In the mornings, as the sun rose, someone from home would arrive with Tayaji’s chai. All the children in our family fought to be with him at chai time. He got special goodies, quite often pinnies , delicious balls made of nuts, seeds and flour that were skillet-baked in butter and raw homemade sugar.

Land consolidation after partition was a mammoth task, taking several years to accomplish. When I was four or five, the farm at Billayhana was relocated close to our village, a bare one hundred yards from our house on the other side of the firnie , the dusty ring road constructed around villages in ancient times for fortification — the word firnie meaning “one that goes around.” The firnies of old demarcated the residential boundary for each village. Even when I was growing up, very few families lived outside them.

Our new well and the land attached to it was called the Goraywala, which means “of the gora ” — one with a whiter complexion. The reason for the name was the colour of the old limestone platform around the well and the chalha , or reservoir. There was always some water in the chalha for the cattle to drink when the Persian wheel was not running. Until the arrival of local hand pumps in the mid-1950s, the Goraywala and its chalha served as the neighbourhood’s communal watering and washing place.

The cleansing of the Goraywala, which had been in disuse for some time after partition, was quite an elaborate ceremony. Blessings were sought from Khwaja, the god of water. Sweets were distributed, and much fun was had by all.

The ageless Goraywala was like an ancient witness to the march of men and women on the roads and streets of our village. It had provided drinking water to unknown travellers as well as generations of Dosanjhes. Thousands of children had peered through its cool water deep into the bowels of the earth. I too wondered at the deep secrets it held. I did not know then what I know now: the Goraywala was once at the heart of life.

Yet to me the Goraywala, being just a few yards away from our home, was an extension of it. In winter, we woke up to see the Persian wheel bringing well water to the surface. Steam rose like mist, giving the surroundings an enchanted look. The occasional winter fog made the Goraywala even more mysterious to my young mind. I would not learn until later that the fog was actually smog. Many a morning, the sun toiled and failed to come through. We conveniently blamed the gods, the sun god included.

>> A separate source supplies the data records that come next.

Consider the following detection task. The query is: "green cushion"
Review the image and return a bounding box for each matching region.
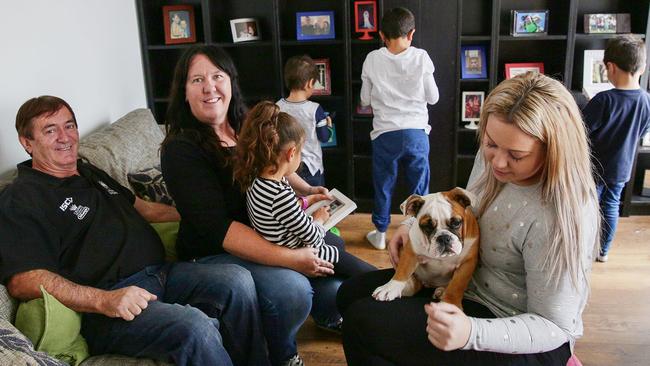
[151,221,180,262]
[16,286,90,365]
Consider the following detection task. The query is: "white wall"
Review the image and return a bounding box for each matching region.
[0,0,147,174]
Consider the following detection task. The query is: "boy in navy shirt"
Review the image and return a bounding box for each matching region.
[582,35,650,262]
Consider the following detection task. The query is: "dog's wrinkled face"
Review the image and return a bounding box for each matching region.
[401,188,471,258]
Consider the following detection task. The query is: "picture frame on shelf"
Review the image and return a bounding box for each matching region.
[320,123,337,147]
[162,5,196,44]
[313,58,332,95]
[460,91,485,130]
[510,10,549,37]
[230,18,262,43]
[354,103,373,117]
[296,11,336,41]
[505,62,544,79]
[354,0,377,41]
[460,45,487,79]
[582,50,614,99]
[584,13,631,34]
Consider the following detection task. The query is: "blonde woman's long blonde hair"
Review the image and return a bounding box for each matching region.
[472,72,600,288]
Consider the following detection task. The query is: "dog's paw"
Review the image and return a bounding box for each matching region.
[372,280,406,301]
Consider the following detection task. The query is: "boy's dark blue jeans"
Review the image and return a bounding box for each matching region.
[372,129,430,232]
[82,262,269,365]
[596,182,625,255]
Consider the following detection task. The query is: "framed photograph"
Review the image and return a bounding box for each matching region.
[584,13,630,33]
[230,18,262,43]
[296,11,336,41]
[354,0,377,41]
[305,188,357,230]
[460,46,487,79]
[314,58,332,95]
[510,10,548,36]
[320,124,337,147]
[163,5,196,44]
[582,50,614,99]
[354,104,372,116]
[461,92,485,122]
[505,62,544,79]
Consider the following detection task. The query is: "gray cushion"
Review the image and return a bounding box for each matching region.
[0,319,67,366]
[128,164,175,206]
[79,109,164,188]
[0,285,18,323]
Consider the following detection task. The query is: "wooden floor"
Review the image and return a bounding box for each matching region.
[298,214,650,366]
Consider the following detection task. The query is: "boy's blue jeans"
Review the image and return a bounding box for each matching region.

In the fall, when the corn crop was harvested at Billayhana, huge, colourful mounds of cobs lay in the middle of a circle of drying stalks. As kids, we got to sleep in that circle under the starlit sky, waking up in the morning feeling as if we were small pieces of a multi-coloured work of art, brilliantly lit by the rising red sun. That beauty helped to mask the gruelling labour the land required. It was back-breaking work — under the scorching tropical sun in May, June and July, and in the dead cold of winter mornings.

In summer, I would sleep outside, either in the yard on the farm or on top of the roof at home. The stars and the moon entertained me. I marvelled at the wonders of the universe. On the moon we saw a shadow the elders told us was an old woman with a charkha , the traditional spinning wheel. She looked distinctly Indian, sitting motionless with both her hands in spinning mode, connecting us to the moon. In the world of my childhood, the moon and the earth were siblings, as they have been to Indians from time immemorial. The earth was our mother and the moon our Chandamama, or maternal uncle.